Once upon a time, the U.S. corporate rate was not the highest in the world. Years ago, the 35% rate was somewhat comparable to most of the large industrialized nations. However, many countries started to reduce their rates well below the U.S. rate (for example, Ireland is now at 12.5%). The U.S. government failed to respond to this and instead passively watched as more and more business shifted away from the U.S. and our exorbitant corporate tax rate. I am sure that if you were starting a new business and you had the choice of starting it here in the U.S. and paying 35% on every dollar of profit, or starting it in Ireland and effectively reducing your tax rate to 12.5%, the decision would be a an easy one to make.
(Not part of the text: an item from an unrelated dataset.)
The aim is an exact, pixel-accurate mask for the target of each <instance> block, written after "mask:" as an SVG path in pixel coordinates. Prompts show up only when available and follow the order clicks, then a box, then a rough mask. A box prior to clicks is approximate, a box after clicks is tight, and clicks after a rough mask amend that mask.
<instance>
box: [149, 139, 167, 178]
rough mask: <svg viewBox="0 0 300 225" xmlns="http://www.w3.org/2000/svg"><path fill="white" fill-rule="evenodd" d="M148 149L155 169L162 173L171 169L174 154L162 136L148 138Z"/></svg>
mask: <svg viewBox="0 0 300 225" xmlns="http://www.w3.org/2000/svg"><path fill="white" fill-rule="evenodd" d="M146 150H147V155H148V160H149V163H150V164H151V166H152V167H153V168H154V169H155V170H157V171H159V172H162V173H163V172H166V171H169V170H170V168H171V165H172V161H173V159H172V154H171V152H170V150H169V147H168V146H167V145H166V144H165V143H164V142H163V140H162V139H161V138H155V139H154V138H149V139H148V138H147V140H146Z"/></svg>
These are very difficult and complex issues to understand. I will not go into detail on how these companies accomplish their tax minimization goals; suffice it to say that almost every U.S. multinational company has teams of tax attorneys that work every day to come up with novel and clever tax strategies that can reduce the tax rate they pay on their profits from abroad to as low as 2%. The buzz words in the industry of tax minimization are “transfer pricing,” “intellectual property ,” and “pass-thru entities.” One of the components of these strategies is a U.S. policy of allowing U.S. companies to delay paying tax on foreign earnings until they actually bring the profits back to the U.S., a financial transfer that is known as “repatriation.” It is this policy that has caused much of the damage to the U.S. economy over the years.
Repatriation has caused U.S. multinationals to do everything they possibly can to avoid bringing back foreign profits to the United States. In fact, they bend over backwards to make absolutely certain that they do not have to pay any U.S. taxes on any foreign profits. Over the years, the most creative of the U.S. multinationals have even found ways to shift profits from the U.S. to low-tax foreign countries where this money remains indefinitely. Because there are U.S. rules that require any profits held outside of the country to be used for business purposes, the companies find ways to make sure the money is put towards some business investment outside of the U.S.. As you might imagine, this has resulted in hundreds of thousands of employees hired in foreign countries instead of here in the U.S.. It is one thing for companies to hire employees in other countries for legitimate business purpose; it is a completely separate and distinct matter when this hiring takes place for tax avoidance purposes and the U.S. workforce, and U.S. economy suffers as a result.
I hope it is not too late to undo some of the damage done to the U.S. economy, workforce, and the legendary U.S. corporate environment. We do not know how the Trump tax reform will play out, but I am hoping to see the U.S. become more attractive for businesses to start and grow here, as well as employ well-qualified Americans when the right business decision is to do exactly that. I would also like to see policies changed to remove the disincentives and loopholes that have been causing companies to shift business away from the U.S. In order to accomplish this, the first step is to lower the U.S. corporate tax rate substantially.